In fact, I was actually really pleased that we visited on a rainy day. It seemed so much more atmospheric and romantic to explore this little seaside town in the cold and rain, wrapped up in a fisherman jumper and rain coat.
Falmouth has a historic natural harbour, which is world famous for being the third deepest in the world and the deepest in Europe.
Normally, nautical history isn’t something I would seek out, but I loved the beautiful Georgian buildings lining the quay, and the fact that the area surrounding the harbour hadn’t been overdeveloped.
So much so, I could almost imagine this area of town standing exactly as it is now, back in the 1800s, and picture travellers and fishermen fresh from their voyages doing deals in the Georgian pubs overlooking the harbour.

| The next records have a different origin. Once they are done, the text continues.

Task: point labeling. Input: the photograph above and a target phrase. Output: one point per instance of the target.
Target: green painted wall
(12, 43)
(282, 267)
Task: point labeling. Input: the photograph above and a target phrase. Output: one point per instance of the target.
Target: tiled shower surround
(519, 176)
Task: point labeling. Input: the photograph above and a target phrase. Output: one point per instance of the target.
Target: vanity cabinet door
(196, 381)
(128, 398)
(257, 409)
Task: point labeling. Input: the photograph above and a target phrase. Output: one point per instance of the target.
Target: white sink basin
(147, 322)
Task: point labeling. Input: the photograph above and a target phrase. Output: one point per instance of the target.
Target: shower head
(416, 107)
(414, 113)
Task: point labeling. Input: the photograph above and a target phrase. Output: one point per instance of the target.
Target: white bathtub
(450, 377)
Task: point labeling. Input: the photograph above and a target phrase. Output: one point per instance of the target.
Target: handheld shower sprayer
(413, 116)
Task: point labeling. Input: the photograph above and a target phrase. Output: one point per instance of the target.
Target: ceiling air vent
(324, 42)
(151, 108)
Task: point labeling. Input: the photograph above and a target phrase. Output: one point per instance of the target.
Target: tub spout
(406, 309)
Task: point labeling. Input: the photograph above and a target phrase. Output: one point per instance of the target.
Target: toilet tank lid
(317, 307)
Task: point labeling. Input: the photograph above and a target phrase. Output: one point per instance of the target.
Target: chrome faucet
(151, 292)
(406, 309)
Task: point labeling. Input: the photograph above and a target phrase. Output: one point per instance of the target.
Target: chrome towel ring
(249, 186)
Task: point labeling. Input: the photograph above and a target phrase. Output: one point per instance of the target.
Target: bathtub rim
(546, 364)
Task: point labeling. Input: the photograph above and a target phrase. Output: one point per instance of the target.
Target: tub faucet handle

Falmouth’s Old High Street is lined with rickety antiques and vintage stores, bars tucked away in cute little courtyards and minimalist independent shops.
Folklore is an independent makers store selling beautiful pottery, jewellery, interiors accessories and clothing, all locally crafted by Cornish designers.
The clothing is minimalist, neutral and timelessly stylish, in a similar vein to brands like Toast, Acne and Cos.
And the interiors accessories are the perfect souvenirs of Cornwall for the discerning tourist, offering a piece of Cornish culture that can be incorporated into the home without compromising on aesthetics.
Possibly my favourite store in Falmouth – and also in the Old Brewery Yard – Toro is nirvana for plant lovers.
But this minimalist unit is much more than just a plant shop. It considers itself a botanical studio, offering advice on taking care of plants, as well as terrarium building courses and botanical drawing classes – which I would be itching to sign up to if only I lived nearby.
In addition to an enviable range of plants, it also sells botanical wares – including natural beauty products and scented soy candles by Honest, and a range of beautiful gift cards bearing succulent and cacti prints.
Happily, for those of us not local to Falmouth, many of its products are also available to buy online.
The Little Vintage Warehouse Thirteen
The Little Vintage Warehouse Thirteen embodies everything I love about small but well-done vintage shops.
Selling a quality collection of home wares, vintage menswear and womenswear, quirky paraphernalia and mid-century furniture, there is barely an item in the shop that doesn’t feel as though it has been carefully selected. Meaning that, while a magpie approach is advisable, relenting your entire afternoon to sifting through the rails isn’t.
For the antiques shopper looking for something a little different, there is Marmalade Antiques at the bottom of the Old High Street, selling weird and wonderful trinkets from the 20th century and beyond – including Bovril bottles, old tin street advertisements, jewel-coloured antique poison bottles and dusty books.
EAT / DRINK
Despite belonging to a small chain of bars and eateries in Dorset and Cornwall, The Stable is still one of my top recommendations for Falmouth – and not just because it sells huge, delectable pizzas and an impressive range of ciders fresh from the box.
The Stable is located in the historic and beautifully restored Old Custom House on Custom House Quay overlooking Falmouth harbour, and the booths in the ground floor bar and dining area boast stunning views of the harbour and ferry ports – in fact, the featured image in this post was taken from our table.
On rainy days, it offers the perfect vantage point to sit, sip and soak in views of harbour and boats making their way along the River Fal.
Beerwolf Books Freehouse
Another hidden gem off Falmouth’s main street, Beerwolf Books is a unique wateringhole, in that you can not only enjoy a wide range of beers, but you can also browse the shelves of a bookshop as you do so.
I fell in love with Hand instantly. Not least because the lovely bartender served me a wonderful Buxton Brewery sour beer, from the bar’s extensive collection of ales.
Its location tucked off the Old High Street in the cobbled Old Brewery Yard is – during the day at least – tranquil and quiet, offering respite from the bustle of town centre shopping.
Unfortunately, it does not serve full meals, but curiously does sell pots of noodles for £2.
In a nice, quaint touch, when Andy and I stopped by to soak up some sun, plan our day and connect to Wi-fi for the first time in three days, the bar also had a box of second hand books of all genres for sale, including a book on fitness for surfers and Alberto Granado’s Travelling with Che, which I snapped up immediately for £2.
The setting is also quite unique. The beer garden is situated next to a quaint little cottage garden that is overgrown and colourful in that way that always seems so perfectly haphazard, and inside, the main bar has a steepled roof, with natural wood panels and sturdy, rustic antique chairs and tables.